The act has run into some tough sledding; it is opposed by both ultraconservatives, who tend to oppose regulation of anything, and some sportsmen. Nor is it clear whether President Bush would sign the Clean Water Restoration Act, even if it made it through both houses of Congress this session, as now seems unlikely.

But hundreds of other groups support it, and Congressman Ehlers intends to keep fighting.

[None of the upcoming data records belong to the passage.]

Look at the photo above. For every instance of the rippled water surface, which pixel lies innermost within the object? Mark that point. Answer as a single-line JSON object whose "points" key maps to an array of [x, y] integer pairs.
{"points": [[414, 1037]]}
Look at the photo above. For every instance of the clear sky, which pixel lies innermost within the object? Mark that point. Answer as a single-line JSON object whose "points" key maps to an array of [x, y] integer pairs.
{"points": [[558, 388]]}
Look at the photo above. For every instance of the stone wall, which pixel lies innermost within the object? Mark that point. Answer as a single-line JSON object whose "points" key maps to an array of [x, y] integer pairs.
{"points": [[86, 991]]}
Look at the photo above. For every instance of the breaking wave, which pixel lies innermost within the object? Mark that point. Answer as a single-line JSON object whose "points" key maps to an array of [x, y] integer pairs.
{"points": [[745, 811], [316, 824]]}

After all, you don't have to be a PhD in physics to know that water flows downhill.

Nor do you have to be a scientist at all to realize that if we ruin our water supply, we will be doomed as a species.

Meanwhile, Back in Lansing … Nearly three years ago, the governors of the Great Lakes states and the leaders of Quebec and Ontario agreed on a Great Lakes Compact that would help protect the lakes against irresponsible water diversions.

First, however, the compact has to be ratified by the legislatures of all eight states involved. Illinois, New York, Indiana, and Minnesota have come through, and Pennsylvania is close. Ontario and Quebec have ratified separate agreements, but things seem stalled in Michigan, despite broad bipartisan consensus in favor of the pact.

And the pact has run into trouble in Wisconsin, where legislators want last-minute changes that experts say could derail the entire agreement.

And in Ohio, the compact is being held up for a second straight year by state Sen. Tim Grendell, a Republican who bizarrely contends that it would permit government control of private property within the Great Lakes Basin.

Supporters say that is nonsense, and that the act is solely concerned with regulating water diversions, but Mr. Grendell has been unwilling to budge.

Jack Lessenberry, a member of the journalism faculty at Wayne State University in Detroit and The Blade's ombudsman, writes on issues and people in Michigan.